Rizal is registered at Dr. Wecker's clinic -- Learning much about eye diseases -- Dr. Wecker esteems Rizal and invites him to his house.

65 Arago Boulevard, Paris
4 December 1885 *


My dear parents,

      In my last letter I told you about my study of eye diseases at the clinic of Dr. Wecker. I continue going there every day and I learn not a little and each time I see a new operation, a new disease. Dr. Wecker had me register at his clinic and ordered me to buy an ophthalmoscope -- an apparatus that is used to look into what is going on inside the eyes -- that costs only twelve pesos. The professor, who continues to esteem me, told me that I should go to his house on Sundays, giving me his card. According to those who have seen it, the house or hotel of the doctor is a palace, a marvel in gems and artistic objects of which he has the most beautiful collections. The gentleman is very rich; he has properties in various . . . esteemed at many million those . . . alone. It is true that he is the first . . . the Duchess of Medinacelli called him . . . for a day he was paid 40,000 francs . . . lost. Thus it is already possible to treat ailments . . . to be a sufficiently passable surgeon . . . with the fifth part I would be satisfied.

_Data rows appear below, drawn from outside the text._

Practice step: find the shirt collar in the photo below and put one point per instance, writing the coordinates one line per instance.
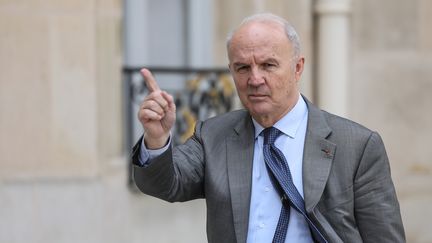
(290, 123)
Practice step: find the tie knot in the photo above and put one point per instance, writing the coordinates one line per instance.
(270, 135)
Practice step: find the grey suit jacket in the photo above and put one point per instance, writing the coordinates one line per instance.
(348, 191)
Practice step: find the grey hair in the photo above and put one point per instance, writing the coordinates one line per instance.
(269, 17)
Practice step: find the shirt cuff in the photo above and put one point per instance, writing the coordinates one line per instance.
(147, 154)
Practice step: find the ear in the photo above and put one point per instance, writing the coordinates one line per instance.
(299, 67)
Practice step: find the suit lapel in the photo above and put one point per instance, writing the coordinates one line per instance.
(240, 148)
(317, 158)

      Here it is very cold and there is much . . . which compels us to exercise to keep us warm. The king of Spain has died and we have a regent, Doña María Cristina . . . that history records.

      I still hope to receive some money from you, practice by the side of Wecker . . . . I am costing much money . . . useful one day. The instruments and . . . town is very dear almost as much . . . this last town for not knowing . . .

      In Germany, according to a friend . . .


      * A fragment of a Rizal letter.